In saying this, however, I have yet to meet one in my 26 years of playing various RPGs (on and off this is, and very seldom of late) so regardless of whether they are a favourite of the D&D creators, nobody running games that I have been involved in thought them as interesting as I do.

In truth in the gaming world of D20 or Dungeons and Dragons or even D&D (as it is affectionately known) the fairies are generally a goodly bunch, albeit a little mischievous and occasionally wicked (too many to name and describe here), it is the Quicklings that are the epitomy of that which casts a deep dark shadow over the D20 fae.

My inclusion of the above speech from Romeo and Juliet, is in regards to the opinion that Quicklings are Brownies that have been corrupted by The Queen of Air and Darkness, also known as Queen Mab. Brownies have various names in folklore but are seen as a helpful fae in D&D, cleaning homes while the owners are away or sleeping (perfect!). This doesn’t mean that the Quicklings are responsible for messing the homes back up – if only that were the case. No, Quicklings involve themselves in much more sinister deeds and ally themselves with all sorts of nefarious characters.

Not wanting to get into the technical details of the Quickling (as in game mechanics), they are rather weak and an easy kill, that is if you can catch them. It is here where the Quickling’s strength lies, as they are incredibly small and incredibly fast and their speed pretty much makes them invisible to the human eye.

I only used a Quickling in a game once, although he appeared to the characters much later than expected, as he had made sure to keep himself at a distance and out of sight (see above) whilst helping his chosen master, a black paladin. The characters when eventually put into a situation where they had to deal with the Quickling found him impossible to catch, deal with or subsequently kill.
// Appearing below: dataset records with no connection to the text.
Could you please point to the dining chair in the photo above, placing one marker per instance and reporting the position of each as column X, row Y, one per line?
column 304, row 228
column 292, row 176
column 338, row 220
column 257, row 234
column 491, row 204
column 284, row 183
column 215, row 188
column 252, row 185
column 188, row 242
He was a menace for two or three sessions before he finally made a blunder, falling prey to his own ego and being caught by the party’s sorcerer. The sorcerer was not aware of what the Quickling was, however, (being as my groups were used to the not using of out-of-game knowledge) and was tricked into believing he was a Pixie, thus enabling him to go free. However, he plagued them no more, as after being caught by the heroes once he was aware that there was a risk of this happening again. Ignoring his pledge to the black paladin, he left the campaign and returned to the Sylvan lands to tend his bruised ego, before his return to the realm, some two hundred years later.

As mentioned earlier, the idea with Fae Awareness Month was to remind us that the Fae aren’t really the loveable, helpful creatures that some would have you believe but usually have a hidden agenda, one which as well as benefitting the giver, almost certainly has unwanted side effects for the recipient. The Quickling is a step beyond the Fae in that the Quickling is very rarely in a mood to help and will only do so for its own gain and to the detriment of goodly beings (rather than helping for a price). They have a deep hatred for their Brownie kin and will generally attack their cousins on sight.

The modern Quickling (aka a bit naff)

Taken at face value the Quickling is one of the less interesting Fae, as its role falls into a classic fantasy trope of pure evil. In reading the descriptions in the various monster manuals, it has no redeeming qualities and is utterly without morals or remorse…that is if you want to read that way. I see the Quicklings as the black sheep of the Fae family, misunderstood and mistrusted, leading to deep seated resentment for their failure to be accepted as true Fae but rather described as deformed and twisted Brownies.

If you’re worried about the Fae and their tricky deals and offers of help then you best hope to god you don’t come face to face with the Quickling.